AMD's Next Gen Steamroller CPU Could Deliver Where Bulldozer Fell Short

Today at the Hot Chips Symposium, AMD's CTO Mark Papermaster is taking the wraps off AMD's upcoming CPU core, codenamed Steamroller. Steamroller is the third iteration of Sunnyvale's Bulldozer architecture and an extremely important part. Bulldozer, launched just over a year ago, was a major disappointment. The company's second-generation Bulldozer implementation, codenamed Piledriver, made a number of important changes and was incorporated into the Trinity APU family that debuted last spring.

Steamroller is the first refresh of Bulldozer's underlying architecture and may finally deliver the sort of performance and efficiency AMD was aiming for when it built 'Dozer in the first place.

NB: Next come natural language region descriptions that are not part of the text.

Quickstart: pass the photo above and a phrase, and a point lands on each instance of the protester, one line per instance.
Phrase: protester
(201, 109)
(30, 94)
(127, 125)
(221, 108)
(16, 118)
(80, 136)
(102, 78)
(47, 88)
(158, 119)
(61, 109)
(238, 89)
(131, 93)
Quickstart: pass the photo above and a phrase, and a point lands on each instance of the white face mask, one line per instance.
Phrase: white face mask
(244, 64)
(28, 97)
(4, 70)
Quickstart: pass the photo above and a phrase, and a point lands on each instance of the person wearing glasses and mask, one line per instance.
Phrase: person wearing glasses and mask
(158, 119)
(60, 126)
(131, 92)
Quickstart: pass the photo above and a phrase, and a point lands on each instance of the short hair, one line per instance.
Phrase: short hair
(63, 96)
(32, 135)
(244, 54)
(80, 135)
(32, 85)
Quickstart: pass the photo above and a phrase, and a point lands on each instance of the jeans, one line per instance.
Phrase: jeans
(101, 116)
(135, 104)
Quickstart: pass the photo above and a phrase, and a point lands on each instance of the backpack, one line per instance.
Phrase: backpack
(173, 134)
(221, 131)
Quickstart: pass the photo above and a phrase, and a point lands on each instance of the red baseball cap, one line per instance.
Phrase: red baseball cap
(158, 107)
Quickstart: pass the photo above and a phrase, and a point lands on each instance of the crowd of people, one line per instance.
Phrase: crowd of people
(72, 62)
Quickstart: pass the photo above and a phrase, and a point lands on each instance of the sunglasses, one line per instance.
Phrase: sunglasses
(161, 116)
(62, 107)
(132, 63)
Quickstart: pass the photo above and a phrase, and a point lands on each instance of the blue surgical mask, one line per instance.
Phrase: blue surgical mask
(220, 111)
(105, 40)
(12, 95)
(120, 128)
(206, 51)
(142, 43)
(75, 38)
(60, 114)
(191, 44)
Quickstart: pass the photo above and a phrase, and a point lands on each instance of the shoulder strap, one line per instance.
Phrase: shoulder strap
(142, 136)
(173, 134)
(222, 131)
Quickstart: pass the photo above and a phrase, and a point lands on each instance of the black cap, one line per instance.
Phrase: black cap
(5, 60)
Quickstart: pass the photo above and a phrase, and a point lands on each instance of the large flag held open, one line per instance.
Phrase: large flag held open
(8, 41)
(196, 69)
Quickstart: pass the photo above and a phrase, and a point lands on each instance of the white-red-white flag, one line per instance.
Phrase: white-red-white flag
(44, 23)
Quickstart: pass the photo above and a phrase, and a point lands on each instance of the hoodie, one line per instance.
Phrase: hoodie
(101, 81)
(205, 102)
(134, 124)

In the slides below, all of the comparisons and percentage gains are based on Trinity.

With Steamroller, AMD is taking a baby step or two back towards the traditional dual-core model. Here's Bulldozer's Fetch/Decode/Dispatch hardware, as compared to Steamroller's.


Bulldozer and Steamroller Fetch and Decode Architecture

One of Bulldozer's limitations was that it could only decode four instructions per module for a maximum of 16 instructions per clock in a four module / eight core configuration.That put the chip at a theoretical disadvantage compared to Istanbul (3 instructions/core, 18 total in a six-core configuration) and Sandy Bridge (4 instructions/core, 32 total in an eight-core CPU).

It's not clear if Steamroller can actually dispatch more instructions per clock, but a pair of dual-issue dispatch units may be quicker than the single, unified logic block Bulldozer used. BD's unified approach reduced multithreading performance by ~20% compared to a traditional dual-core. Given how much logic the chip shared, a 20% performance penalty isn't bad -- but reducing this penalty is a great place for AMD to recover performance.



Johan DeGelas' excellent in-depth article on Interlagos performance revealed that the L1 instruction cache had taken a nasty efficiency hit compared to older Istanbul-based chips. With both cores per module enabled, L1 hitrate had fallen to 95% from 97% (the mispredict rate nearly doubled, in other words).  AMD is "increasing" L1 instruction cache size to compensate -- presumably to 96-128K per module, from 64K in Bulldozer. A 30% reduction in i-cache misses would put the L1 hit rate back in 96-97% territory.

Steamroller L1 Cache and Integer Scheduler Improvements
Steamroller L1 Cache and Integer Scheduler Improvements

Interlagos' branch predictor was better than Istanbul's, but still significantly worse than Intel's. A 20% improvement here won't put AMD and Intel on equal footing, but it will boost Bulldozer's overall performance.



It's not clear what AMD means by "streamlined execution hardware." Typically that's execu-speak for "We got rid of some stuff," but that may not be a problem here. Sunnyvale is pushing the idea that the GPU effectively becomes the floating-point heavy lifter at some point in the not-too-distant future, and strong FPU performance isn't really driving adoption in any segments where AMD can reasonably expect to compete.

Putting It All Together:

Based on what we know now, Steamroller looks a lot like the CPU Bulldozer should've been. AMD is claiming a 15% performance/watt improvement, and that figure makes sense given what we've seen today. The good news is that another 15% definitely moves things forward for AMD. Trinity's major achievement was its ability to deliver Llano-equivalent performance at moderately less power; Steamroller should finally pull ahead of the old K10 architecture in clock-to-clock efficiency. That's critical -- AMD needs to strengthen its single-thread performance if it wants to compete with Intel in mobile markets.

The downside is that another 15% won't really change competitive positioning. Steamroller's raw performance may match Sandy Bridge, but it's unlikely to compete well against IVB or Haswell. This suggests that AMD's ability to gain share in mobile will continue to be performance-constrained. With that said, Steamroller is still hugely important -- it's shaping up to be the first real example of what AMD wanted to accomplish when it opted for CMT (Chip Multi-Threading) architecture.



Timing will be critical. Sunnyvale hasn't said when it expects Steamroller to ship beyond a broad "2013" target; an early launch window is infinitely preferable to allowing the core to slip into the back half of 2013. Right now, AMD has made no statements on the Kaveri SoC's launch timeframe (Kaveri is the first APU to integrate a Steamroller core). Sunnyvale's last public roadmap update, last February, indicates that Steamroller won't launch in an independent CPU flavor -- at least not in 2013. The Piledriver core at the heart of Trinity remains the top product in the company's lineup.

If it can launch ahead of Haswell, AMD has a chance to focus the conversation on its cycle of continuous, rapid improvements rather than being defined as an Intel also-ran. Hopefully we'll be able to glean more information from the company's presentations and whitepapers at Hot Chips, but Steamroller is a strong start.